I recently heard a minister say, “Being a pastor of a church would be easy if you didn’t have to deal with people.” I also heard a business person say, “I really enjoy owning my own business, but most of my problems are dealing with people.”
I have read recently of some very interesting ways in which people deal with each other. In November of 2015 a Scottish traveler boarded a plane to Dublin. When he began to look for his seat on the plane, he discovered a guy sitting in his seat. Neil Douglas was shocked when he told the stranger, Robert Stirling, that he was in the wrong seat. When the man looked up, he looked exactly like Neil Douglas. He had a similar haircut, a bushy red beard, and he would pass as a twin.
The pair laughed about it and had a good conversation about their situation. They got off the plane and went their separate ways. Would you believe that when Douglas arrived at his Galway hotel, he discovered that Robert was staying at the same hotel? They are still discussing how that connection was made.
Amy Giberson and Justin Pounders met online. This Florida couple started dating and after a year they realized that they had been sweethearts 30 years earlier. In a conversation Pounders said that he had a crush on a girl named Amy at Sunshine Preschool in St. Petersburg. Giberson said that she attended the same school. When they checked with their moms, they discovered that they were in the same class and had been inseparable as three-year-olds.
This discovery was made in November 2015. I don’t know how far it will go. Giberson did say, “To find out that you’ve been circling each other your whole life – it overwhelmed me with happiness.” They still are trying to understand how all of this happened.
Some creative people try to help put people together. In Brooklyn, New York, Nina Keneally decided that a lot of Millennials needed someone to whom they could relate as a mom. She has developed a business call “Rent-a-mom.” For $40 an hour Nina will cook meals, go shopping, and offer guilt-free motherly advice. She says, “Everybody needs a mom now and then.”
One of the problems in relationships occurs when people break up. Some folks have a difficult time facing that situation, especially in telling the other person about the breakup. Enter a Canadian company that has launched “The Breakup Shop,” which is a service that helps people end romantic relationships by sending a personalized text or making a phone call to the soon-to-be ex. You pay $10 for the text and $29 for the phone call.

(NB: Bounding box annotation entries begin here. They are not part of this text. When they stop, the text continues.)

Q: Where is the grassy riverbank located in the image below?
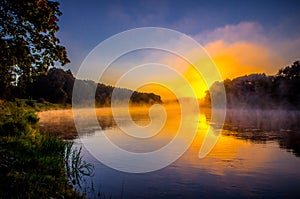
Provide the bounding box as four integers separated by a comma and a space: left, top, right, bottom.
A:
0, 100, 92, 198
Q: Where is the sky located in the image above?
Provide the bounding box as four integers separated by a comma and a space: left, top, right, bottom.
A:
57, 0, 300, 98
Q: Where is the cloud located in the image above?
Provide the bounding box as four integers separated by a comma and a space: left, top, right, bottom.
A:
193, 22, 300, 79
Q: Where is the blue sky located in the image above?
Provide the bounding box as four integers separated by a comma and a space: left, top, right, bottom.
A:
57, 0, 300, 78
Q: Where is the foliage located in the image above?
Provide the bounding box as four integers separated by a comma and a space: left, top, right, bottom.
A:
206, 61, 300, 109
0, 102, 93, 198
0, 0, 69, 98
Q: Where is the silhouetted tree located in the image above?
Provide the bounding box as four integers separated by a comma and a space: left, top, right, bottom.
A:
205, 61, 300, 109
0, 0, 69, 97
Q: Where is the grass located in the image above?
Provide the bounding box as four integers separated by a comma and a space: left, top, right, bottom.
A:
0, 100, 93, 198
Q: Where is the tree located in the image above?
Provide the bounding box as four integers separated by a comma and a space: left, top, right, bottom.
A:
0, 0, 70, 97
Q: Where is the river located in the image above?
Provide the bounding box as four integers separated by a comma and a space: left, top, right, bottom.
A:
39, 108, 300, 199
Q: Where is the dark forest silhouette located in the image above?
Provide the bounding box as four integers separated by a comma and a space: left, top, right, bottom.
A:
205, 61, 300, 109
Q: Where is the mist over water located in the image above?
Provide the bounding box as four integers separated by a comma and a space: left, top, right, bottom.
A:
39, 105, 300, 198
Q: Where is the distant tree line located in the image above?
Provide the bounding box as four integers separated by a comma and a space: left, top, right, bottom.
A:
11, 68, 162, 106
205, 61, 300, 109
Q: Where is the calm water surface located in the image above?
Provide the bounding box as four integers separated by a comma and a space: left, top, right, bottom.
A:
40, 109, 300, 199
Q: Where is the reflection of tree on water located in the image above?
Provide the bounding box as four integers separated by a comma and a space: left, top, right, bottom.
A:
219, 110, 300, 157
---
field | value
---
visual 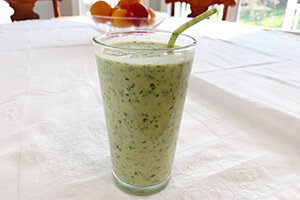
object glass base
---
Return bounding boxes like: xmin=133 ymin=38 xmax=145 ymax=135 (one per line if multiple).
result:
xmin=113 ymin=172 xmax=170 ymax=196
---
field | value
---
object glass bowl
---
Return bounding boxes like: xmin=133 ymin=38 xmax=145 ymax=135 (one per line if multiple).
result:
xmin=88 ymin=11 xmax=169 ymax=32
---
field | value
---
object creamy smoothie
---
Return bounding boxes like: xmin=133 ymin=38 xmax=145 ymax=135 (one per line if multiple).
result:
xmin=95 ymin=31 xmax=195 ymax=194
xmin=97 ymin=43 xmax=192 ymax=186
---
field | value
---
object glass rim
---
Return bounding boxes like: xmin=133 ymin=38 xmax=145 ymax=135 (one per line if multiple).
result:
xmin=93 ymin=30 xmax=197 ymax=51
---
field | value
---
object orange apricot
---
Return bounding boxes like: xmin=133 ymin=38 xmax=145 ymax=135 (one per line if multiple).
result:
xmin=110 ymin=9 xmax=132 ymax=28
xmin=90 ymin=1 xmax=112 ymax=23
xmin=119 ymin=0 xmax=143 ymax=9
xmin=146 ymin=8 xmax=156 ymax=25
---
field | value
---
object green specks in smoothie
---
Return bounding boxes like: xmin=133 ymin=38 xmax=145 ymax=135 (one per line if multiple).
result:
xmin=149 ymin=83 xmax=156 ymax=90
xmin=97 ymin=42 xmax=195 ymax=186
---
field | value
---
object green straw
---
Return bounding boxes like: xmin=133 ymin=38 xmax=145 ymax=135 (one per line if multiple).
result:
xmin=168 ymin=6 xmax=220 ymax=48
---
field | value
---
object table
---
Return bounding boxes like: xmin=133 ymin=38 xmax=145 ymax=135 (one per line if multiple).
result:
xmin=0 ymin=17 xmax=300 ymax=200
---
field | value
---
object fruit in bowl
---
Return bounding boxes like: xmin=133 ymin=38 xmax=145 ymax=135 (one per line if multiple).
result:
xmin=90 ymin=0 xmax=167 ymax=31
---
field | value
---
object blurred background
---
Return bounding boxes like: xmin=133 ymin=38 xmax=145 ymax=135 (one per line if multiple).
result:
xmin=0 ymin=0 xmax=300 ymax=31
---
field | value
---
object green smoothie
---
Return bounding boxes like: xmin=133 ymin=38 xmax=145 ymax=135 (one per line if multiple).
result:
xmin=97 ymin=43 xmax=192 ymax=186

People have wondered how the Breakup Shop might begin using a smartphone app. Some have suggested that such an app could be called “Instascram,” or “Quitter” or “Return to Tinder.” One tap of the app and the relationship is ended.

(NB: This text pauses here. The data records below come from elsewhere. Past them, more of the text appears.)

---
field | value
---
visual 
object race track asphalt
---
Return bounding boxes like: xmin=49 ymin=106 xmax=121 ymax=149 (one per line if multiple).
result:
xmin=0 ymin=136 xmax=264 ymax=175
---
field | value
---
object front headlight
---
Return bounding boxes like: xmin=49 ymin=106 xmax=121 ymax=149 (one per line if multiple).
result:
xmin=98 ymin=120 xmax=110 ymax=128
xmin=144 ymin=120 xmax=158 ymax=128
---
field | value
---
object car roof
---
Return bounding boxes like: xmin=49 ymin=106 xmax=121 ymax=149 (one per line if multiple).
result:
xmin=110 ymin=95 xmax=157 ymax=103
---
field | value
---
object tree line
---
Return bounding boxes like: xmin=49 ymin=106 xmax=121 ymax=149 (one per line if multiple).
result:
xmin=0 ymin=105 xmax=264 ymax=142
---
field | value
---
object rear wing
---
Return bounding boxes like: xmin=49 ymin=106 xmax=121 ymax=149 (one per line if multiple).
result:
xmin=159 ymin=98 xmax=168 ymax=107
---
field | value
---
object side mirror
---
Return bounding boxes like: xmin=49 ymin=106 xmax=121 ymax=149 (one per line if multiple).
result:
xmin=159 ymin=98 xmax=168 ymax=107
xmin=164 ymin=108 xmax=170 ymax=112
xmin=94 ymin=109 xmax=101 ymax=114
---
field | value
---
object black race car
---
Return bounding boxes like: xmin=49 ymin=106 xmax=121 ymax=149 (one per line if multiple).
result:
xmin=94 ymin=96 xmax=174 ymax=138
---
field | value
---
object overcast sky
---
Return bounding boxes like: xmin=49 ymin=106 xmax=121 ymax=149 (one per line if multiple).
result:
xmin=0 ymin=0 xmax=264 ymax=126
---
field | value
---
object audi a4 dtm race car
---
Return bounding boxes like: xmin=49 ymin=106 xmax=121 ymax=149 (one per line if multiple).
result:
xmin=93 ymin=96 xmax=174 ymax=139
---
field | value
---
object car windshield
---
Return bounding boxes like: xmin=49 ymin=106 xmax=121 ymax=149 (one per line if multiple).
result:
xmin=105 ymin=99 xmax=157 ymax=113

People bring challenges – but they also bring opportunities. The best way to relate to people is to remember the words of Jesus, “Love God with all of your heart, mind, soul, and strength, and then love your neighbor as yourself (Matt. 22:37-39).
Deal with at people as possibilities, not as problems. Practice looking at people as Jesus looked at people. It will make church, business, family, sports – all of life more interesting.